## Solving the Equation: (x+2)-(3x+2)=5(x+4)+1

This article will guide you through the process of solving the equation **(x+2)-(3x+2)=5(x+4)+1**. We will break down each step to ensure a clear understanding of the solution.

### Step 1: Simplify Both Sides of the Equation

First, we need to simplify both sides of the equation by removing the parentheses and combining like terms.

**Left Side:**- (x + 2) - (3x + 2) = x + 2 - 3x - 2 = -2x

**Right Side:**- 5(x + 4) + 1 = 5x + 20 + 1 = 5x + 21

Now our simplified equation looks like this: **-2x = 5x + 21**

### Step 2: Isolate the x Term

To solve for 'x', we need to get all the 'x' terms on one side of the equation.
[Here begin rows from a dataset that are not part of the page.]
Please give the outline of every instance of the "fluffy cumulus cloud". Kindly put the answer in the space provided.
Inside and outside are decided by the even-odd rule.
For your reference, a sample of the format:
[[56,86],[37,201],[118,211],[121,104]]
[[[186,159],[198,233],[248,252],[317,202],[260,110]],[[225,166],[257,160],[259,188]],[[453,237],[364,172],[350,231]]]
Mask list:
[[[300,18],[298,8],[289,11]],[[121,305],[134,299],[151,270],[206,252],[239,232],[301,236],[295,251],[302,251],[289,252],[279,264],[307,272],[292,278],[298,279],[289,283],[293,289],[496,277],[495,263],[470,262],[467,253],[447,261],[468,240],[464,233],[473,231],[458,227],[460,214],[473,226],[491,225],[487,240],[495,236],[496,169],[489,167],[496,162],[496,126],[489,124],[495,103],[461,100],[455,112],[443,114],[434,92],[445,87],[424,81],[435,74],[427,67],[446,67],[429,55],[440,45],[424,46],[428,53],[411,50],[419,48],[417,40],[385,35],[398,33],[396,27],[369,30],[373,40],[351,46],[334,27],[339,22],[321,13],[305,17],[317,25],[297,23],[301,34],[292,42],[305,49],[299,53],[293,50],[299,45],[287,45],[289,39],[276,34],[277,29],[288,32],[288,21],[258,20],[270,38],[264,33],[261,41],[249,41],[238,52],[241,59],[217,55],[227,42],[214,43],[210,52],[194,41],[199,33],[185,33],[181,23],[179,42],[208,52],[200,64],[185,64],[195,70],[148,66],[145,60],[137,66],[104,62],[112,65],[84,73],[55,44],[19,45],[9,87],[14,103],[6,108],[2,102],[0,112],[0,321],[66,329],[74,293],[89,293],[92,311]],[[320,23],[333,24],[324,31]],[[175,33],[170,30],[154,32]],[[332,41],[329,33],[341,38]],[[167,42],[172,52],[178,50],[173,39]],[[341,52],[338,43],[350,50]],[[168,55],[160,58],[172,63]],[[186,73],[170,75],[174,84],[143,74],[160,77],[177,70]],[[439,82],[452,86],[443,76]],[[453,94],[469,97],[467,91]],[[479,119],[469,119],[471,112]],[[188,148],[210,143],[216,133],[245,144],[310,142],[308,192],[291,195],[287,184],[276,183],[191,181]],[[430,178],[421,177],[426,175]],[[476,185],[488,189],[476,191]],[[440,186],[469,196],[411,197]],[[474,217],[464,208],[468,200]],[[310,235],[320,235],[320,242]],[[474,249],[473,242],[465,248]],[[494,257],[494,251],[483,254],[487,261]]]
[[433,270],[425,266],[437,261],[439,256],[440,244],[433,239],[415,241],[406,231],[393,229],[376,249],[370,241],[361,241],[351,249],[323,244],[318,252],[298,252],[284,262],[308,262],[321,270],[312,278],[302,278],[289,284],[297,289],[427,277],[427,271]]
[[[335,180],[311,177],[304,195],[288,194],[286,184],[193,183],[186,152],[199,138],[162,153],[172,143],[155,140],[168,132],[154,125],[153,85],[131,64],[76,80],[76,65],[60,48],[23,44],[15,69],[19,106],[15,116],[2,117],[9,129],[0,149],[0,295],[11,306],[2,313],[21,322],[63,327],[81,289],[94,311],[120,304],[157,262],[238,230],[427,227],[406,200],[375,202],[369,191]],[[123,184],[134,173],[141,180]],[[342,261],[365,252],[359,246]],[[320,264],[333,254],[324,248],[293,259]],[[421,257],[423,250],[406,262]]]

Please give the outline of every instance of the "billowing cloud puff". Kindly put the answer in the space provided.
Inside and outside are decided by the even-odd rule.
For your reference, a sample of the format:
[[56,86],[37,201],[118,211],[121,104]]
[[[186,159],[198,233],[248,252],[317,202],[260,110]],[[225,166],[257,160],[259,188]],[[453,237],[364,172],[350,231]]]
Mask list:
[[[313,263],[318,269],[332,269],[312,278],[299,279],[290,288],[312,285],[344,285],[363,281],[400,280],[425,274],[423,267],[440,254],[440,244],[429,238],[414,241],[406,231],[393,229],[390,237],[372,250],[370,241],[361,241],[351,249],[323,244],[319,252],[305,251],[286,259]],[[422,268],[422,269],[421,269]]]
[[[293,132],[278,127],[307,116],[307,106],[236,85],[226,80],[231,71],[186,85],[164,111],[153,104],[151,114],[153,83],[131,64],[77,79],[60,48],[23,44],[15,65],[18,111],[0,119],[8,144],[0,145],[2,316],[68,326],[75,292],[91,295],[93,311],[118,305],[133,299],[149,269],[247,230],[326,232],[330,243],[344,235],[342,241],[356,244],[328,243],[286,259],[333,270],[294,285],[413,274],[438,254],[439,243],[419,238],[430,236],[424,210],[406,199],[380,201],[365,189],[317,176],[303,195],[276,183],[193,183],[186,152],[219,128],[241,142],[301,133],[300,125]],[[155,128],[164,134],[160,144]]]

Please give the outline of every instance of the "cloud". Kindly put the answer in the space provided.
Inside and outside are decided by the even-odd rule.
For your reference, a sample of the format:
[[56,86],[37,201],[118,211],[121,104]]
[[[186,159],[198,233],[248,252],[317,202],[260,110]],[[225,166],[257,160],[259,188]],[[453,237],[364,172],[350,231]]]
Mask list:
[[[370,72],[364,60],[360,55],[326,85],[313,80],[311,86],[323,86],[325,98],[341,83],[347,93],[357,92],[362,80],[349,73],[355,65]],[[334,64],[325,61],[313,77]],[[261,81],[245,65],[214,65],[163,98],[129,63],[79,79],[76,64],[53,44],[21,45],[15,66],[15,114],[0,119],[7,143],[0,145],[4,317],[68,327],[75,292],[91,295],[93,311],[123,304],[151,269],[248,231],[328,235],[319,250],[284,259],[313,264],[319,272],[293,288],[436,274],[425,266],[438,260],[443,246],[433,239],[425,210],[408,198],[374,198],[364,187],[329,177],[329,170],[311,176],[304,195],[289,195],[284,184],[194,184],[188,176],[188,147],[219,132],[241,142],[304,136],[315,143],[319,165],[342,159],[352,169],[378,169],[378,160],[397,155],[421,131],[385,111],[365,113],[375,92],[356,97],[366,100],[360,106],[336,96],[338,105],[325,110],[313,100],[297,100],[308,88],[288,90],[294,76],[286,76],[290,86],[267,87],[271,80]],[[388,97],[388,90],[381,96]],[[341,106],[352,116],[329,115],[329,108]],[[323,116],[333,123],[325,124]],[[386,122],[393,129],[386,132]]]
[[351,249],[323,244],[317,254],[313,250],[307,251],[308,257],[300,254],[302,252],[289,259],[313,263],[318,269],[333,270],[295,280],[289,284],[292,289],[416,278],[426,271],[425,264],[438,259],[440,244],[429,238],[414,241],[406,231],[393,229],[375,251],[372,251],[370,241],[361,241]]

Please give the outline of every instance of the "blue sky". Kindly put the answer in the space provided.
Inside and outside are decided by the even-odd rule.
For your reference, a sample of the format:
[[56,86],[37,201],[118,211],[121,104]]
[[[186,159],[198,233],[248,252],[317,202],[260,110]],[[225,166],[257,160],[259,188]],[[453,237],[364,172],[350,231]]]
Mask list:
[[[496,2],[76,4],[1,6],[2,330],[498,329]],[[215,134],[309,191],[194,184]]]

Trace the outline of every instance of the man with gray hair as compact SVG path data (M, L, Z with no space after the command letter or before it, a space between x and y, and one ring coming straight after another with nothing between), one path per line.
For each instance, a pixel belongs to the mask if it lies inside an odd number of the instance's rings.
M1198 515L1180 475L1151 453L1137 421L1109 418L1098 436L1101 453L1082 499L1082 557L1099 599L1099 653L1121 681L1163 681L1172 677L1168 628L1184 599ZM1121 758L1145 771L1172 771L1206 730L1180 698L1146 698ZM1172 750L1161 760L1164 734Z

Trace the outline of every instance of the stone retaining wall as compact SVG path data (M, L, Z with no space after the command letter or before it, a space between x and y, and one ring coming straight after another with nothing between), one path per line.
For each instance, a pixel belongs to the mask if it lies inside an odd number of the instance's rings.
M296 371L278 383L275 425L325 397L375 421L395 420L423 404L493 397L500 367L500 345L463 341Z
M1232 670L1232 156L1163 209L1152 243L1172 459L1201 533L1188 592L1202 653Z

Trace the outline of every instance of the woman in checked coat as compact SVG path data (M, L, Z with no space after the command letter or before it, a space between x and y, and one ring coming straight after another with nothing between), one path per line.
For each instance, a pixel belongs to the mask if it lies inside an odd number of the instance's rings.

Let's subtract '5x' from both sides:

- -2x - 5x = 5x + 21 - 5x
- This simplifies to:
**-7x = 21**

### Step 3: Solve for 'x'

Finally, we can isolate 'x' by dividing both sides of the equation by -7:

- -7x / -7 = 21 / -7
- This gives us:
**x = -3**

### Conclusion

Therefore, the solution to the equation (x+2)-(3x+2)=5(x+4)+1 is **x = -3**.

You can verify this solution by substituting 'x = -3' back into the original equation and checking if both sides are equal.